ZFS Users: Post Your Scrub / Resilver Speeds

Zarathustra[H] · Aug 10, 2021

I was doing a scrub today, after (hopefully) chasing down a very annoying SAS cable issue that was causing errors and was reminded how cool it is to see these arrays tear through massive amounts of data during scrubs and resilvers, so I figured I'd post mine.

What have you got?

Shadowarez · Aug 11, 2021

soon as my 8x 18tb exos arrive ill post as i have to build the pools. itll have 2 1tb nvme ssds to help it along once they arrive. is sata ok for log files or would nvme be better?

Zarathustra[H] · Aug 11, 2021

Shadowarez said:
soon as my 8x 18tb exos arrive ill post as i have to build the pools. itll have 2 1tb nvme ssds to help it along once they arrive. is sata ok for log files or would nvme be better?

Log drives have very specific and unusual requirements.

I don't know how familiar you are with sync writes and async writes and what the log drives do, but I'll write a quick summary below just to clear things up, and please don't be offended if I have taken time to explain things you already know.

1.) Log is short of ZIL, or ZFS Intent Log.
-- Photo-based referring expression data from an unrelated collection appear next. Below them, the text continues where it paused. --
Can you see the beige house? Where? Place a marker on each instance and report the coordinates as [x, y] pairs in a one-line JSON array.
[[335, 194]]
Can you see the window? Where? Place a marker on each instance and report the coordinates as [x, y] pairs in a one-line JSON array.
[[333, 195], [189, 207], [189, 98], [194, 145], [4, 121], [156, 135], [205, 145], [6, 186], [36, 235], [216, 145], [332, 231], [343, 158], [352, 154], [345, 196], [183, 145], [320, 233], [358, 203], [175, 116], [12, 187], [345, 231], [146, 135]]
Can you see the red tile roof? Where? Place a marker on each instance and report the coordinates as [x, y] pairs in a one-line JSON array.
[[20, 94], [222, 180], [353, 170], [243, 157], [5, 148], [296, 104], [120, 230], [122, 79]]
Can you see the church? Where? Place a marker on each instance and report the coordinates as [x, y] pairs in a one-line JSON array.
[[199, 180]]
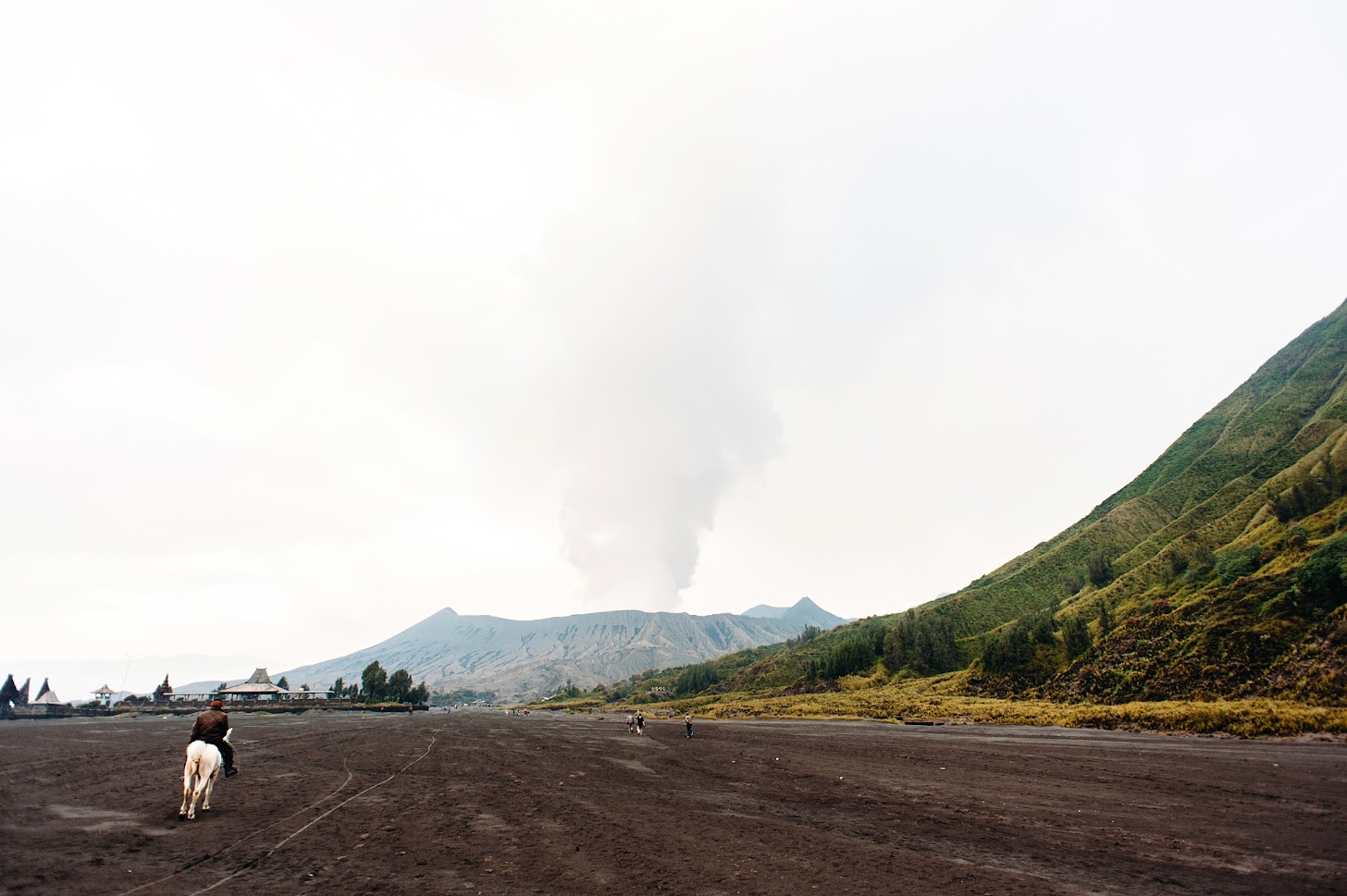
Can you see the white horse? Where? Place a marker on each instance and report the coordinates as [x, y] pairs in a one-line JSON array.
[[198, 777]]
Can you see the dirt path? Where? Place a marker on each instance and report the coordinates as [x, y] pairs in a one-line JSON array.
[[480, 802]]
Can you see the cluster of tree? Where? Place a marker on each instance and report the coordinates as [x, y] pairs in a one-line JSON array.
[[1323, 579], [377, 685], [697, 679], [569, 691], [1240, 561], [463, 695], [1020, 644], [806, 635], [921, 642], [1312, 494]]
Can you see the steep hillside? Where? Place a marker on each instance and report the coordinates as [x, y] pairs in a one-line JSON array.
[[520, 659]]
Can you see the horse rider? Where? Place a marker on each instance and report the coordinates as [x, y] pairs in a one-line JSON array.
[[212, 727]]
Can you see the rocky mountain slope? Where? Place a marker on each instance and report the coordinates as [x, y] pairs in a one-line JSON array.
[[529, 658]]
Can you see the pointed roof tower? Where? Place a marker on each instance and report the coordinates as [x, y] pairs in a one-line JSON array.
[[8, 693], [259, 683], [46, 698]]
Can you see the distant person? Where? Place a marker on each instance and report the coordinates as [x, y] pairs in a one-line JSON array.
[[212, 727]]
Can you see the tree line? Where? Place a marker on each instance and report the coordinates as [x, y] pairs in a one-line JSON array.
[[378, 686]]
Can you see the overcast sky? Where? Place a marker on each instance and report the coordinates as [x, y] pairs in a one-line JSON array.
[[316, 318]]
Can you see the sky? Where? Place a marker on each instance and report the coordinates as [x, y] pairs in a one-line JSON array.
[[318, 318]]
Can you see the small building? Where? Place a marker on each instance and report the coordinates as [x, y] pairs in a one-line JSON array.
[[256, 688], [163, 693], [47, 701]]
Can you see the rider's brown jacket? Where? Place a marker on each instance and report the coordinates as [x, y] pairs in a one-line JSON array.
[[210, 725]]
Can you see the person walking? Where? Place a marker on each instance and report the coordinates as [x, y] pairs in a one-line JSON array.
[[212, 727]]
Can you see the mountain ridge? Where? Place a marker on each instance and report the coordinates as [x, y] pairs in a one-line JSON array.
[[528, 658], [1219, 572]]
It's a place where sync writes are temporarily stored quickly before being integrated into the pool properly. It is often oversimplified as a kind of write cache, but that is actually incorrect.

The terminology is as follows:
ZIL = ZFS Intent Log, a place where sync writes are temporarily stored
SLOG Device (sometimes just LOG device) = a dedicated fast storage device specifically for the ZIL.
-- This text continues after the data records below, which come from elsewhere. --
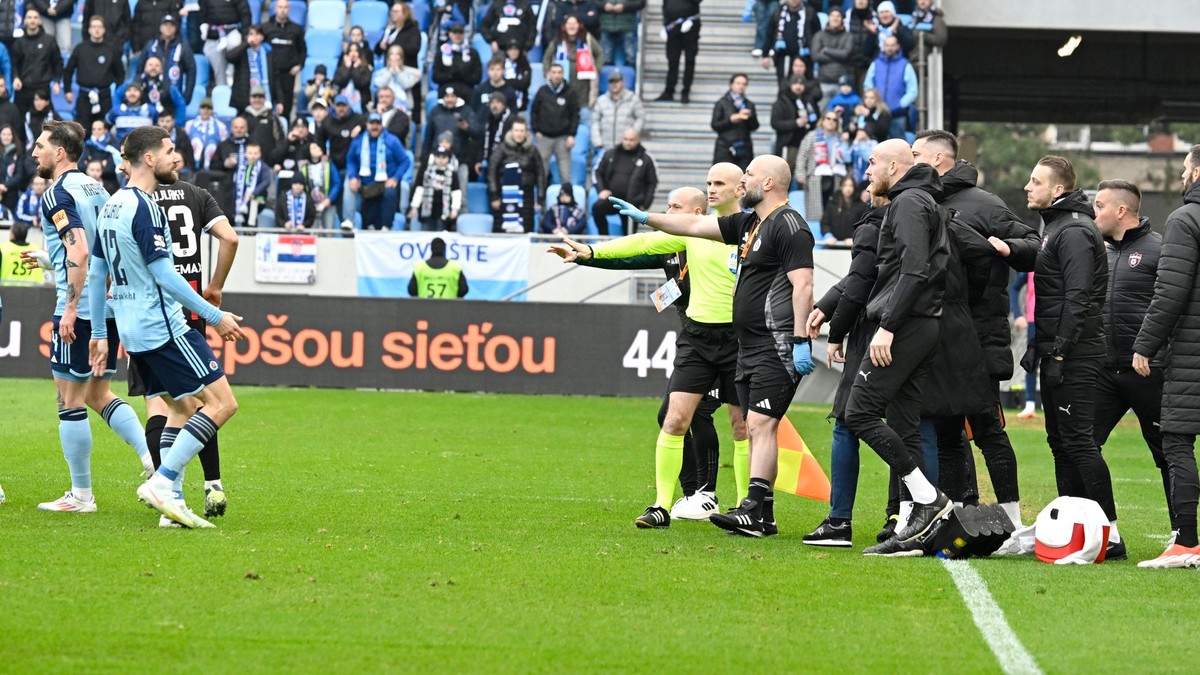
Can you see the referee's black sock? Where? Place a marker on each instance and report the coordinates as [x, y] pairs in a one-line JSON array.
[[154, 437]]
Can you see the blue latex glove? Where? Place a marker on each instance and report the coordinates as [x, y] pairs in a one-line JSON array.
[[802, 358], [630, 210]]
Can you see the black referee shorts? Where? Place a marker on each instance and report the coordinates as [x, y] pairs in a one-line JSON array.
[[706, 360]]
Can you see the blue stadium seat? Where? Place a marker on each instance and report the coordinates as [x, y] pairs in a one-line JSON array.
[[328, 15], [372, 16], [475, 223], [324, 45]]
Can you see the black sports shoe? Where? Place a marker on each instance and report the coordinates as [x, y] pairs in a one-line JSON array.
[[653, 517], [741, 520], [1115, 550], [895, 548], [924, 515], [829, 535], [889, 529]]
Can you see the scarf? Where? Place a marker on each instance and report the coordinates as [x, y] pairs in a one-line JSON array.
[[439, 180], [295, 208], [381, 172]]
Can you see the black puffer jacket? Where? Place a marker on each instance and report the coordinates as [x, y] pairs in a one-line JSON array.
[[1071, 280], [988, 215], [913, 251], [1133, 264], [844, 305], [1173, 323]]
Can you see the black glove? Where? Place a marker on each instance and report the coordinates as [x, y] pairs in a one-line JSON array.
[[1051, 371]]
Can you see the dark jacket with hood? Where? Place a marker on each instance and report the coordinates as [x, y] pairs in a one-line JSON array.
[[1133, 267], [988, 215], [1171, 327], [913, 251], [1071, 279]]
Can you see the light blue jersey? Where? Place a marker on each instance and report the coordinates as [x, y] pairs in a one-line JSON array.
[[131, 233], [71, 203]]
2.) You always have a ZIL, even if you don't have dedicated drives for it. If you don't use dedicated drives, the ZIL is just integrated into the main pool.
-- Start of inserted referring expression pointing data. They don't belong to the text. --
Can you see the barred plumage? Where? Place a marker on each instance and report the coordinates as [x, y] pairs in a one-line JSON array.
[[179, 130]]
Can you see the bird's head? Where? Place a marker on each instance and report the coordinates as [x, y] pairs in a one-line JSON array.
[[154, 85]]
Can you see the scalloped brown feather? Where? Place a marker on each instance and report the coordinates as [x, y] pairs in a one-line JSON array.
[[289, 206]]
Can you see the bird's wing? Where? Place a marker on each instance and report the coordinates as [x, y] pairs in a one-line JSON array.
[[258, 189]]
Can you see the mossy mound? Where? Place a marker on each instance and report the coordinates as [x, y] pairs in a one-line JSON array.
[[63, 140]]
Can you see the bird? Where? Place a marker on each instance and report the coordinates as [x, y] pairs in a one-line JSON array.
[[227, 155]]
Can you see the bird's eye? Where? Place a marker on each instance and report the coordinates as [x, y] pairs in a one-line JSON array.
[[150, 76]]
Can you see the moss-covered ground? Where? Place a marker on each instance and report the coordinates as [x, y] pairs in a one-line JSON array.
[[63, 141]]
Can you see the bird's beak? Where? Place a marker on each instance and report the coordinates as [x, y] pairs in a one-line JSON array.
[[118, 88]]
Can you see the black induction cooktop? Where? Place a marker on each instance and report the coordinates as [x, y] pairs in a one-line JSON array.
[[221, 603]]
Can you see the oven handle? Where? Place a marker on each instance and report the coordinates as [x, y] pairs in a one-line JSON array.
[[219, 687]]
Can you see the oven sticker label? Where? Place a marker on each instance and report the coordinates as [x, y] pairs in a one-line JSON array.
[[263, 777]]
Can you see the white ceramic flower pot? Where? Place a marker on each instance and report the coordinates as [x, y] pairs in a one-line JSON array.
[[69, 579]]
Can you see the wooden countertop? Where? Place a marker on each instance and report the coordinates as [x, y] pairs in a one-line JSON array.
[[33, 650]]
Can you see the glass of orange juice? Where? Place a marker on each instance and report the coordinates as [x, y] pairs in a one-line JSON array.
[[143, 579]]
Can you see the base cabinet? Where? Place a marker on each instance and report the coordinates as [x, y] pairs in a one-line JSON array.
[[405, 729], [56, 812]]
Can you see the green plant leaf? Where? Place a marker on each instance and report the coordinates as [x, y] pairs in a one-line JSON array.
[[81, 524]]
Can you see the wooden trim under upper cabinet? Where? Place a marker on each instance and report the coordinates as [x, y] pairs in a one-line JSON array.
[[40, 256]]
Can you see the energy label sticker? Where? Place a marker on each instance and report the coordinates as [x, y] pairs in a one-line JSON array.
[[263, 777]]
3.) There are async writes and sync writes. Normally the system tries to tell on it's own and use whatever write method is appropriate, but it isn't always good at doing so. You can also tell your system if you want sync writes or async writes on a given storage pool or subvol.

4.) This is done by issuing the zfs set command:

set <property=value> ... <filesystem|volume|snapshot>

options for "sync" are:

sync standard | always | disabled

so, as an example

zfs set sync=off <poolname>

This will turn off sync writes for a given pool, and everything that is written will be written as async.

These settings are inherited by subvols unless specified specifically for them. It is more typical to have subvols with settings tailored to the types of files stored in them, than setting these things for the entire pool. For instance, my pool/media subvol has sync off. It doesn't add value there. The main pool has it set to "standard". The subvol where I store live VM images has it set to "always".

5.) Async writes are for writes writes which are of lower criticality. The file can be downloaded again, or copied again or something else. Having that very last second of data before a system goes down is less critical. If this is the case ZFS communicates back to whatever is sending it data that the data is committed to drive and it is OK to proceed with more data, even if it is still only in memory and hasn't been stored to the drive yet. This speeds up writes significantly, as there is no waiting for the drive to commit things.

6.) With sync writes, ZFS waits until the writes have been fully committed to disk before sending the confirmation that more data can be sent. This makes things slower.

7.) The Log device (or SLOG, separate log device) exists to speed up this sync write process. It moves the ZIL from the pool to a faster storage media. During normal operation this media is never read from, only written to. Intended writes are quickly written here, allowing ZFS to communicate that data has been written to disk, without having to wait for the slower drives. The data is then written from the ARC in RAM to disk, and once that is completed the data in the ZIL is discarded.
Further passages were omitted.